Sembra una commedia degli equivoci. L’Europa si presenta in grande pompa a Pechino per trattare lo sviluppo del commercio internazionale - dopo trent’anni di globalizzazione - e l’uscita dalla crisi. Nell’occasione inaugura una scuola sino-europea del diritto. E nelle stesse ore il Parlamento europeo insignisce del premio Sakharov il dissidente Hu Jia, in carcere nella stessa Pechino. Non una settimana prima, non una settimana dopo, con l’intento anzi dichiarato di marcare il vertice euro-asiatico.
È il tipico gesto europeo da maestrina. Di chi insegna al mondo le virtù. Ai paesi islamici per così tanto tempo, ora alla Cina, domani magari all’India. Tralasciando la sua pochezza, la sua incapacità, e anche la sua scarsa qualificazione al ruolo, con i tanti cadaveri ancora disseppelliti in casa. Ma è un gesto sinistro in un continente in così rapida perdita di velocità in tutti i campi di confronto, l’etica politica compresa.

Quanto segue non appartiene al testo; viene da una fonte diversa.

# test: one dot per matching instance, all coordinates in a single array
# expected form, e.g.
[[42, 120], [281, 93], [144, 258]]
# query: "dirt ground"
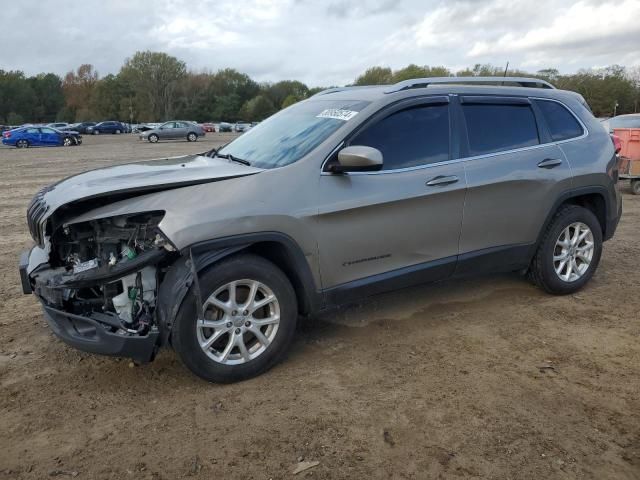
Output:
[[483, 378]]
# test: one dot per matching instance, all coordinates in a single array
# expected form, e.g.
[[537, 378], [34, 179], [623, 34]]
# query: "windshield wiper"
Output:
[[228, 156]]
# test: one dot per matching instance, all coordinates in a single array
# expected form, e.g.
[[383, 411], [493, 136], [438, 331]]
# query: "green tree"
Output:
[[280, 91], [415, 71], [258, 108], [375, 76], [15, 119], [154, 78]]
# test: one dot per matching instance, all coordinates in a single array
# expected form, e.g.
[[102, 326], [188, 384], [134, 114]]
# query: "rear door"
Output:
[[167, 130], [400, 225], [48, 136], [514, 175], [181, 130], [33, 136]]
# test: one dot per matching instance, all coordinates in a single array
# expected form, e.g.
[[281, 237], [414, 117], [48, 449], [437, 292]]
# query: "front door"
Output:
[[401, 225], [515, 174]]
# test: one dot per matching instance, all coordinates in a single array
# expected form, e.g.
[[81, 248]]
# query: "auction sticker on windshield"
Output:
[[337, 114]]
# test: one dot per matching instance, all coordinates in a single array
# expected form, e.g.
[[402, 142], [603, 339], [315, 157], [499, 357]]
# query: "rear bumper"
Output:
[[89, 335]]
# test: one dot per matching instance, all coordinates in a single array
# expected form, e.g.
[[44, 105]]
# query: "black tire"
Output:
[[244, 266], [542, 271]]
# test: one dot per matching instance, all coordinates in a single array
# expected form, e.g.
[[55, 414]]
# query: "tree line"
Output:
[[154, 86]]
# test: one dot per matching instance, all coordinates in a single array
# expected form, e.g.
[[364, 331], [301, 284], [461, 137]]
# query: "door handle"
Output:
[[442, 180], [549, 163]]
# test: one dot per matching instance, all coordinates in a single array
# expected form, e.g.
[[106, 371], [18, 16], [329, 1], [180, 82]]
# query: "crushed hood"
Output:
[[112, 183]]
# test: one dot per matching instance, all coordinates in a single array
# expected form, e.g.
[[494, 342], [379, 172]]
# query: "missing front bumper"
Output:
[[89, 335]]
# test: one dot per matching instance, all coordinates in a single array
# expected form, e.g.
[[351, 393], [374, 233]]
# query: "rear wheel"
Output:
[[569, 252], [250, 314]]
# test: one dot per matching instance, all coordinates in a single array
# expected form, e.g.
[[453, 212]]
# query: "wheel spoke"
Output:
[[567, 274], [242, 347], [261, 322], [214, 324], [259, 335], [253, 290], [585, 248], [225, 307], [227, 350], [233, 300], [213, 338], [562, 256], [261, 303], [574, 267]]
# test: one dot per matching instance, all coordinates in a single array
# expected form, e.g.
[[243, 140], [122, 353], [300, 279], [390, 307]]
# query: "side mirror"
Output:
[[358, 159]]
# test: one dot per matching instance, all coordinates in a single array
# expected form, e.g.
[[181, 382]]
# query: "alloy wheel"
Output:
[[573, 252], [241, 319]]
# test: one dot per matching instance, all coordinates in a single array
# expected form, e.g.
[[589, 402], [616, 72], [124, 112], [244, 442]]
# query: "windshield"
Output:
[[289, 135]]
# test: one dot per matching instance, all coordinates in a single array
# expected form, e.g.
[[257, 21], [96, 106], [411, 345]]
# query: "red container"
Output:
[[630, 138]]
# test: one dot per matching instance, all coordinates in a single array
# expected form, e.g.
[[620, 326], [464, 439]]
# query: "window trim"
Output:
[[498, 100], [585, 131], [386, 111], [456, 109]]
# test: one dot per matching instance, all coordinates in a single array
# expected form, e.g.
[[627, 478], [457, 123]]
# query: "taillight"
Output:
[[617, 143]]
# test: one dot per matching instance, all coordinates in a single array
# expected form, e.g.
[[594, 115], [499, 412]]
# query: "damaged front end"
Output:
[[99, 286]]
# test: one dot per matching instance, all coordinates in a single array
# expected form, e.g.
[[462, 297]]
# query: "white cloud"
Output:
[[322, 43]]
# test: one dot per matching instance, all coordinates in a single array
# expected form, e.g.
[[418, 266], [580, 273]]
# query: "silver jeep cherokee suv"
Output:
[[350, 193]]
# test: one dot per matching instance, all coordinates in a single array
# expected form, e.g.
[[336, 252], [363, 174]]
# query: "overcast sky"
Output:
[[320, 42]]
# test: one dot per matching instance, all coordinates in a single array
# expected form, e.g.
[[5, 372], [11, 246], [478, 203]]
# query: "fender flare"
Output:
[[181, 275]]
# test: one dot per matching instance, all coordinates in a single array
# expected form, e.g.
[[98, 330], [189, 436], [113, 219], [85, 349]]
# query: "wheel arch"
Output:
[[276, 247], [593, 198]]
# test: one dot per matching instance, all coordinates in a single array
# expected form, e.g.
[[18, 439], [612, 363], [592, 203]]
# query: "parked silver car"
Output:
[[173, 130], [353, 192]]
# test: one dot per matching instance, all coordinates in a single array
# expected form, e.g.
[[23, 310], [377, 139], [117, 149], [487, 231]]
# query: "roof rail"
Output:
[[425, 82], [341, 89]]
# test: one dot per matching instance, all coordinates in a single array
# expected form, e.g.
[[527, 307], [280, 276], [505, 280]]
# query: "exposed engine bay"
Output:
[[108, 269]]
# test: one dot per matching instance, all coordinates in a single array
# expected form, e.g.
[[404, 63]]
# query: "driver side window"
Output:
[[415, 136]]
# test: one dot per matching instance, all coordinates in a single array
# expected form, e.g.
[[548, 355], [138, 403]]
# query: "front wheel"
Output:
[[569, 252], [250, 314]]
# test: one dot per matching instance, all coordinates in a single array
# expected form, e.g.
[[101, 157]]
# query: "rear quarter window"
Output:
[[561, 123], [495, 128]]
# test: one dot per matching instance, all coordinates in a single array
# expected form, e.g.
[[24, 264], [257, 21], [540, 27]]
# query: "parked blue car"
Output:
[[107, 127], [24, 137]]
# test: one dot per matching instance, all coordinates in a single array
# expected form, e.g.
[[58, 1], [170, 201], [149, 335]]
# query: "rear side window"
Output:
[[411, 137], [562, 124], [498, 127]]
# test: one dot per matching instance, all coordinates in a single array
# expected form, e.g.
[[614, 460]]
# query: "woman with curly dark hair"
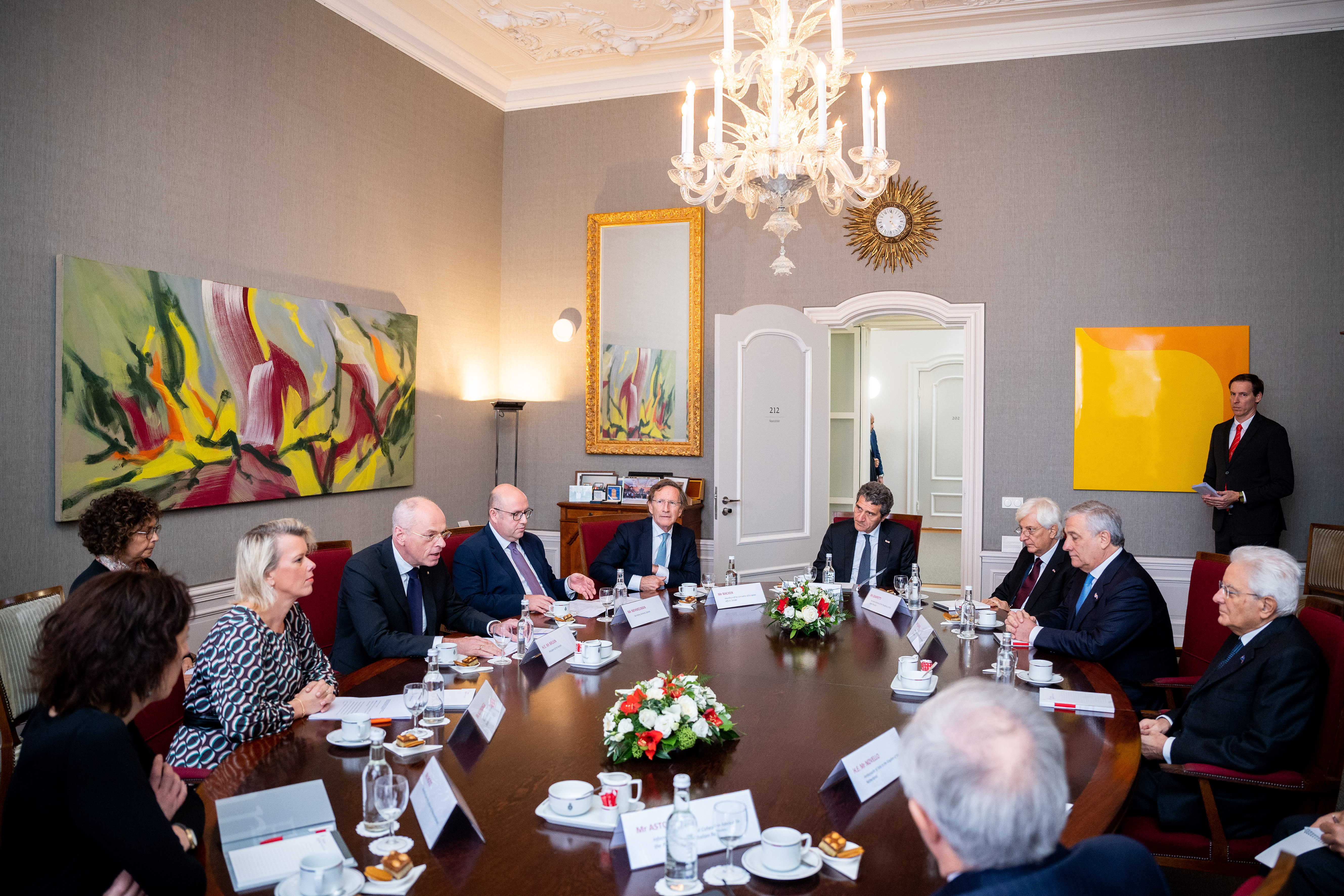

L’Europa non riesce a capire che la Cina è una superpotenza, che l’Asia è il centro del mondo. E anzi perpetua, seppure nella veste accattivante dei diritti di libertà, la sua vecchia battaglia di civiltà. Incapace di comprendere l’islam, pur essendosi riempita di mussulmani, e riottosa ad accettare quello che la superpotenza americana sa da vent’anni, da un po’ prima di Tien An Men, che la ricchezza si produce in Asia.